In its format, the half-hour programme, broadcast every weekday morning, is somewhere between Rainbow and Play School. Sketches featuring puppets and out-of-work actors in fluffy costumes are interspersed with animations and mass singsongs of performing children led by painfully cheerful presenters – the “big brothers” and “big sisters”, who often graduate to show-business careers of their own.

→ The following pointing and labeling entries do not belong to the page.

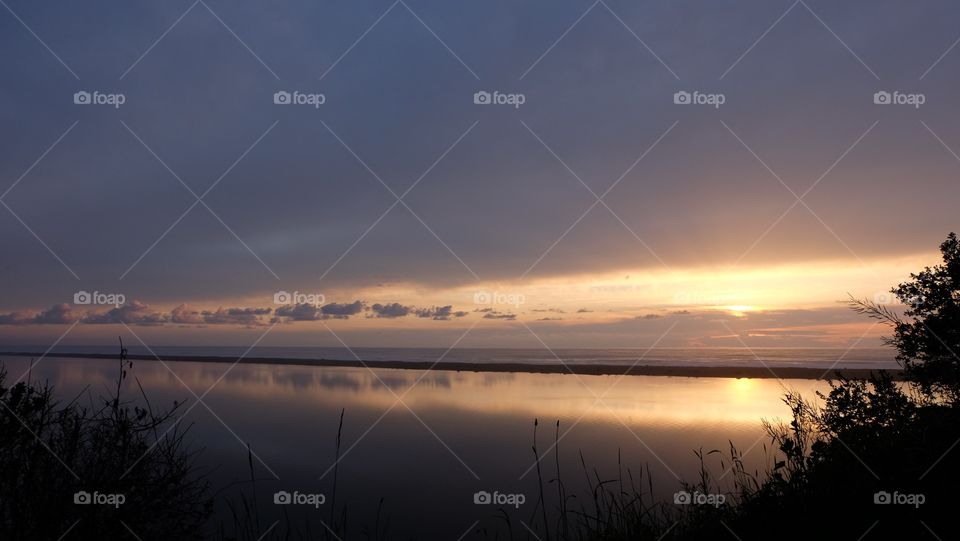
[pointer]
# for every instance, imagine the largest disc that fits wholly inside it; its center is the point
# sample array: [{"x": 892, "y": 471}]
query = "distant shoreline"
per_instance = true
[{"x": 768, "y": 371}]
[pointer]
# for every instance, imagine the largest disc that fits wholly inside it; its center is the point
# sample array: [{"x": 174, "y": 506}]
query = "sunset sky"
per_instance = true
[{"x": 596, "y": 213}]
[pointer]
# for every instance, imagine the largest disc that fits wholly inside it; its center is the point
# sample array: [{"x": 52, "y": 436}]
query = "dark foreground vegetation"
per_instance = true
[{"x": 871, "y": 459}]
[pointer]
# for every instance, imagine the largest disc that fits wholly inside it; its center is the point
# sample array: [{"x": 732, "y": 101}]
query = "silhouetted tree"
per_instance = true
[{"x": 927, "y": 336}]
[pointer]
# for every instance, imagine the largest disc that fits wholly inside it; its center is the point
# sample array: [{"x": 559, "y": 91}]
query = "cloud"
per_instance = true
[
  {"x": 439, "y": 313},
  {"x": 342, "y": 310},
  {"x": 135, "y": 313},
  {"x": 183, "y": 314},
  {"x": 59, "y": 314},
  {"x": 299, "y": 312},
  {"x": 391, "y": 310},
  {"x": 498, "y": 315},
  {"x": 235, "y": 316}
]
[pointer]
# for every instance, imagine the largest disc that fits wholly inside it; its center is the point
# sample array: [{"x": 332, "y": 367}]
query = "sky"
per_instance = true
[{"x": 480, "y": 174}]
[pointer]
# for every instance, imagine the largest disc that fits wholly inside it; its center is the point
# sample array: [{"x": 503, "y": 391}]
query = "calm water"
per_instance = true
[
  {"x": 730, "y": 356},
  {"x": 453, "y": 433}
]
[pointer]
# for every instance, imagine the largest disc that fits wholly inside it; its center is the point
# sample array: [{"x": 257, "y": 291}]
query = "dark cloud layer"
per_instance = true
[{"x": 299, "y": 200}]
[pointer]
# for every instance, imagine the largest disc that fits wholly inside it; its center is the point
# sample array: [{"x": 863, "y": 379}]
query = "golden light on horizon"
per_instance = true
[{"x": 739, "y": 310}]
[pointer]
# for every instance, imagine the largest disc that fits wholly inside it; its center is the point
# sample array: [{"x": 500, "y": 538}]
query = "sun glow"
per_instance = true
[{"x": 739, "y": 310}]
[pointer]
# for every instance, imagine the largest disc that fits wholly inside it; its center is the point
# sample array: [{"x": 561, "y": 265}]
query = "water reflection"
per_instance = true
[{"x": 453, "y": 433}]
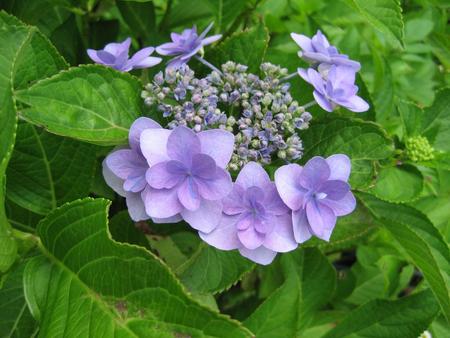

Beloved characters over the years include Boo, Hoo and Woo, a Japanese version of the Three Little Pigs, and Jajamaru, Pikkoro and Porori, respectively a wild cat, a penguin and a mouse.
The show’s theme tune, The Three Rice Dumpling Brothers, was a chart hit in 1999 selling 3.8 million copies. But it is the informational segments of the show in which the Japanese virtues of cleanliness and discipline are inculcated. “Physical Exercise” (with “PE Big Brother”) and “Are you Brushing your Teeth Properly?” speak for themselves.
“May I Join you with Pyjamas?” is a particularly priceless feature in which a preschool child struggles to button his or her pyjamas unassisted.
— Richard Lloyd Parry
FRANCE
The best known children’s television character in the country is Casimir, a friendly dinosaur created in 1974 for a Gallic version of Sesame Street.
With Yves Brunier, a puppeteer and actor, playing the role inside a large, round, orange costume, Casimir was the star of l’Île aux enfants, one of France’s most successful children’s programmes.
The 20-minute daily show was launched to capture the Sesame Street audience, but rapidly became an institution in its own right.
Broadcast from 1974 to 1982, it shaped a generation of primary school children, and remains a pillar of popular Gallic culture through repeats and DVDs.
With his wit and gentle mockery, Casimir became famous as a symbol of off-beat French humour.
He was surrounded by a cast of characters representative of French society as a whole. There was Monsieur Du Snob, the arrogant aristocrat François, the naive student Monsieur Emile, the smiling postman, and Julie, the attractive sweet vendor.
The storylines were gentle, and invariably ended with Casimir getting what he wanted – usually food – and Monsieur Du Snob frustrated.